Created 11-17-2015 11:51 PM
HDFS restart is required after the change for the new config to take effect permanently. For changing the params as part of the job, this should work -
export HADOOP_OPTS="-Dipc.server.tcpnodelay=true"
Created 11-18-2015 12:44 AM
Thanks. Will this change help with all TCP/IP communication? Or will it only help with certain communication like mapreduce shuffle ?
Created 11-18-2015 01:42 PM
@Ravi This value will only impact the processes started with this specific option and the processes that are started after these values are set. So for e.g. - If the namenode is already running, it is probably using the existing value and that wont change for the running process.
Created 11-18-2015 01:49 AM
Please see this jira https://issues.apache.org/jira/browse/HADOOP-8069
and I believe this explains it
<name>ipc.server.tcpnodelay</name> <value>true</value> <description>Turn on/off Nagle's algorithm for the TCP socket connection on the server. Setting to true disables the algorithm and may decrease latency with a cost of more/smaller packets.
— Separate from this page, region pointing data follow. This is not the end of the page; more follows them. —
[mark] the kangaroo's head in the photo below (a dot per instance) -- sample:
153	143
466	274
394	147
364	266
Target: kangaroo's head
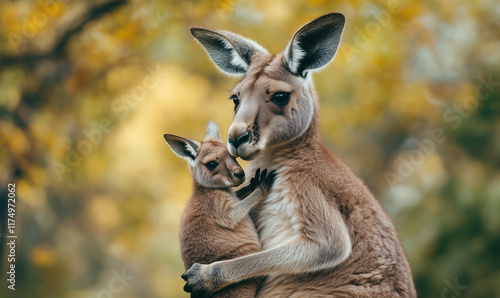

Created 11-18-2015 06:27 PM
ipc.server.tcpnodelay controls use of Nagle's algorithm on any server component that makes use of Hadoop's common RPC framework. That means that full deployment of a change in this setting would require a restart of any component that uses that common RPC framework. That's a broad set of components, including all HDFS, YARN and MapReduce daemons. It probably also includes other components in the wider ecosystem.